Is It Worth Investing In A Video Game Company?
The super-successful publisher Electronic Vision is going to release the latest installment in its Call of Honor franchise next month, and the gaming press is predicting that the game will be a monster hit and break retail sales records. So, you think now would be a great time to purchase stock and earn a quick and easy profit when EV’s stock price shoots up as soon as those sales revenues start pouring in.
Sorry, no, that’s not how stock prices work. Stock prices are not directly related to a company’s sales. Stock prices are based on supply and demand. If more people want to buy a stock (demand) than sell it (supply), then the price moves up. Conversely, if more people wanted to sell a stock than buy it, there would be greater supply than demand, and the price would fall.
What makes people want to buy or sell a stock? A decision like this is based on whether the company has been having good news or bad news. So, wouldn’t record-breaking sales be good news. Well, not really, because it isn’t news. The gaming press has already determined the game would break records, so next month, when the game goes on sales, it is already expected that the game would sell well. In fact, the game was probably expected to sell well when it was first announced.
But even that isn’t looking at the big picture. When you buy stock in a game publisher, you are investing in not just one game but the publisher’s entire business — its assets, its liabilities and potential for future earnings. Stock market investors also take into account the overall health of economy in general and the game industry in particular. The sales of a single game might have very little impact on how well a publisher is considered a year from now — or for investors who are playing the long game, five or ten years from now.
The game industry is a risky one, because there are more failures than hits, and anyone interested in actually earning money through their stock market investments should should minimize their risks by diversifying. If you want to invest in your favorite game company, fine, but spread your investments out across a number of companies in different industries. That way, if some fail to earn you money, others will hopefully compensate for it. But don’t expect to get rich that way. Day traders who spend all their time researching and investing in companies on the average receive only a 10-15 percent return on their investments.
Okay, what about a wealthy individual who wants to put money into a game company as an angel investor or venture capitalist? How much money would he or she be willing to put in? Well, that depends on how much the investor values the game company. This value is not based on how cool the investor thinks the company’s latest game will be, or even on how well the investor thinks it will sell, because investors invest in the overall business, not an individual game.
There are three basic methods investors usefor determining the value of a business:
- Subtracting its liabilities from its assets.
- Dividing its expected earnings by its capitalization rate (net operating income / current market value).
- Comparing it against what similar businesses have sold for.

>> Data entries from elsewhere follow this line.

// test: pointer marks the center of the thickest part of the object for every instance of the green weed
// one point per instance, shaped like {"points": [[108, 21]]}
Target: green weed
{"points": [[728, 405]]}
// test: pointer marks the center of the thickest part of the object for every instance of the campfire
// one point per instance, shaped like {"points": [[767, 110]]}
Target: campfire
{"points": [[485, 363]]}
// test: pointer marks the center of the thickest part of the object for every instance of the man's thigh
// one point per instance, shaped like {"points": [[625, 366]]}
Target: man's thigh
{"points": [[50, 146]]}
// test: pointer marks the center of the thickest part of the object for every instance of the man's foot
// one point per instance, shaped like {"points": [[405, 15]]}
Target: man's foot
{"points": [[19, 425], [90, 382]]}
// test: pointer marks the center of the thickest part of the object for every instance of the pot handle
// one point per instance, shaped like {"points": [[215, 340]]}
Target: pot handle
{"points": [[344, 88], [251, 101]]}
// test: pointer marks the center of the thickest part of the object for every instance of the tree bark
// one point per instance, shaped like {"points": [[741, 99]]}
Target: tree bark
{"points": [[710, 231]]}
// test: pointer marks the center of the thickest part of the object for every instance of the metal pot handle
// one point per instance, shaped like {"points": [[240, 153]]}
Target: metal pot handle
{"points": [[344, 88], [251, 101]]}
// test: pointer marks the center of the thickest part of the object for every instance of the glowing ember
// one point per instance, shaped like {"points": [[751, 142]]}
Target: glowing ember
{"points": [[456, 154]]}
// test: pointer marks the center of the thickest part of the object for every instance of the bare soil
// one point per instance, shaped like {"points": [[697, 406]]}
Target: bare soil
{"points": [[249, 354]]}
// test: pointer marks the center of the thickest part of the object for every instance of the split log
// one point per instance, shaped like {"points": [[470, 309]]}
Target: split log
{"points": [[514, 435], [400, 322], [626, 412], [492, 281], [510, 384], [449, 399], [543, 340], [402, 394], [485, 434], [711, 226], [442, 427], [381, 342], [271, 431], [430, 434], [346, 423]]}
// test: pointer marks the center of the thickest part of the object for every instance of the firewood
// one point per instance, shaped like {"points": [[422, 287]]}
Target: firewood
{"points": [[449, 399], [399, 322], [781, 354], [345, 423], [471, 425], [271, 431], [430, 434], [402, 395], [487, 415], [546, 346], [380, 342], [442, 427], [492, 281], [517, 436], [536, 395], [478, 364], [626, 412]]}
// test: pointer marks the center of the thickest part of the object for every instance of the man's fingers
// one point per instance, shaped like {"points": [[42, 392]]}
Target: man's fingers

Of course, an investor would need access to company’s financials or do some market research to value it using one of these methods.
Now, that doesn’t tell you what an investor would be willing to pay, because it depends on an investor’s assumptions, sensitivity to risk, and how much ownership the investor is going to get for that investment. Knowledgable investors want control of their investments so that they can use their knowledge to steer the company away from risk and towards profitability. So, for the small game company that wants to make their mark by making product known for its creativity, giving up any control to an investor is probably not the way to go.
Getting back to the original question, is it worth investing in a video game company. Only if you really know what your doing. As with any investment, do your research and invest only as much as you can afford to lose.